Bitter Winter ha già raccontato del frenetico lavoro di costruzione di nuovi campi nel 2018 e nel 2019. Sono stati forse costruiti per essere smantellati pochi mesi dopo? Nessuno ci crederebbe. Le vere e proprie bugie del PCC, tuttavia, vengono proposte in relazione dialettica con le mezze verità. E queste sono le verità che Bitter Winter ha già documentato, anche per mezzo dei video che abbiamo reso pubblici, e che è in grado di dimostrare. È vero che alcuni uiguri non si trovano più nei campi dello Xinjiang. Sono stati trasferiti di nascosto in altre zone della Cina. Questo fatto però non ne migliora la situazione. Come ha raccontato a Bitter Winter un uomo coraggioso, che lavora in una prigione dell’Henan, dove sono stati spostati di recente migliaia di uiguri, «[…] costoro sono separati dagli altri, confinati nelle cosiddette “zone ad alto rischio” del carcere. Hanno manette e catene 24 ore al giorno, tutti i giorni. Le guardie hanno licenza di sparare in qualsiasi momento a chi disobbedisce. Trascorreranno il resto della vita in prigione, senza alcun processo, sentenza o condanna. Sono destinati a morire in galera».
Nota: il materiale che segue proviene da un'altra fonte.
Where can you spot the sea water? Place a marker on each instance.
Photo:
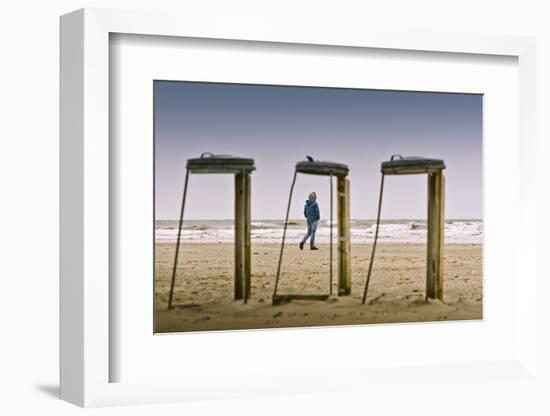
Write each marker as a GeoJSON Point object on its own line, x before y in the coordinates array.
{"type": "Point", "coordinates": [460, 231]}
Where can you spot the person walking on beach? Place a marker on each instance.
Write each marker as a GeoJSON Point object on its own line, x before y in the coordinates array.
{"type": "Point", "coordinates": [312, 214]}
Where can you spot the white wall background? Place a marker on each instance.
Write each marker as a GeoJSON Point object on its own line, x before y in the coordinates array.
{"type": "Point", "coordinates": [29, 187]}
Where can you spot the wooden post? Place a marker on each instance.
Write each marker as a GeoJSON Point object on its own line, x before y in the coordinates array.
{"type": "Point", "coordinates": [344, 243]}
{"type": "Point", "coordinates": [240, 250]}
{"type": "Point", "coordinates": [436, 224]}
{"type": "Point", "coordinates": [247, 221]}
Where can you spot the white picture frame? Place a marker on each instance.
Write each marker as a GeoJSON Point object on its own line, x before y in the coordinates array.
{"type": "Point", "coordinates": [85, 220]}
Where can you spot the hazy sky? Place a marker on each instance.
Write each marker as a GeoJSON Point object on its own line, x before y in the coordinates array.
{"type": "Point", "coordinates": [278, 126]}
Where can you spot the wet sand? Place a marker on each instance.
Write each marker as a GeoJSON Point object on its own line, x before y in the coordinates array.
{"type": "Point", "coordinates": [203, 297]}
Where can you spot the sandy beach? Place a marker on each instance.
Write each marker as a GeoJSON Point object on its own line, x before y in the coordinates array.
{"type": "Point", "coordinates": [204, 289]}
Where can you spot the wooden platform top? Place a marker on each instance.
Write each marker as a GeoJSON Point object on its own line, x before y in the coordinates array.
{"type": "Point", "coordinates": [321, 167]}
{"type": "Point", "coordinates": [211, 163]}
{"type": "Point", "coordinates": [399, 165]}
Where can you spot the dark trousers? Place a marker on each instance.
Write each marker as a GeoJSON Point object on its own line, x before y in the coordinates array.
{"type": "Point", "coordinates": [311, 229]}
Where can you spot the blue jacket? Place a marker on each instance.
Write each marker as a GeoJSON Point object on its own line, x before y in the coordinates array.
{"type": "Point", "coordinates": [311, 211]}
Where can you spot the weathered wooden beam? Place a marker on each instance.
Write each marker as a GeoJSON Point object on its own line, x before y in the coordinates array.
{"type": "Point", "coordinates": [247, 225]}
{"type": "Point", "coordinates": [442, 237]}
{"type": "Point", "coordinates": [434, 264]}
{"type": "Point", "coordinates": [344, 240]}
{"type": "Point", "coordinates": [239, 236]}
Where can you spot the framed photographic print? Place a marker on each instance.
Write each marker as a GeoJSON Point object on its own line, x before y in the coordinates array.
{"type": "Point", "coordinates": [250, 212]}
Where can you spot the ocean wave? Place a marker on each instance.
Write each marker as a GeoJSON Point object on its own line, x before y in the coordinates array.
{"type": "Point", "coordinates": [362, 231]}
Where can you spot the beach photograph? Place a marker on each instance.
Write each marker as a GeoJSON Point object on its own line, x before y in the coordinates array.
{"type": "Point", "coordinates": [290, 206]}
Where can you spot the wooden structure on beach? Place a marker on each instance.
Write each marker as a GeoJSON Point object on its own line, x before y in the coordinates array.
{"type": "Point", "coordinates": [242, 169]}
{"type": "Point", "coordinates": [399, 165]}
{"type": "Point", "coordinates": [340, 171]}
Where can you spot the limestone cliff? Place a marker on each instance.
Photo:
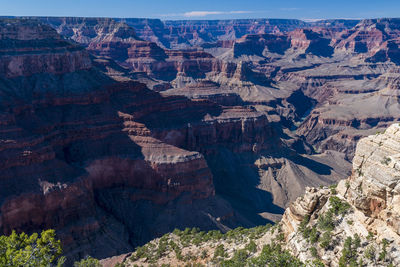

Ed è vero altresì che molti dei prigionieri dei campi per la trasformazione attraverso l’educazione, forse la maggioranza di loro, si potrebbe dire il 90%, hanno «trovato un lavoro adatto», benché dubitiamo che sia «di loro gradimento». Oltre a essere sottoposti a indottrinamento forzato, sempre più spesso vengono inviati a lavorare in fabbriche che fanno parte del grande complesso che comprende anche il carcere.
Per esempio, quando è stato costruito, l’enorme campo di Yining, nella contea di Huocheng, si estendeva su un’area di circa 100mila metri quadrati e comprendeva le residenze degli internati e nove fabbriche, tra cui una fabbrica di indumenti, una di elettronica e un impianto per la trasformazione di alimenti. Queste fabbriche hanno adesso dato il via a nuove produzioni ed è lì che i detenuti vengono mandati a lavorare. Lavoro forzato, o schiavitù, per contribuire ai costi enormi che comportano tenere in galera tre milioni di uiguri e altri prigionieri. «Lavoro consono», come no.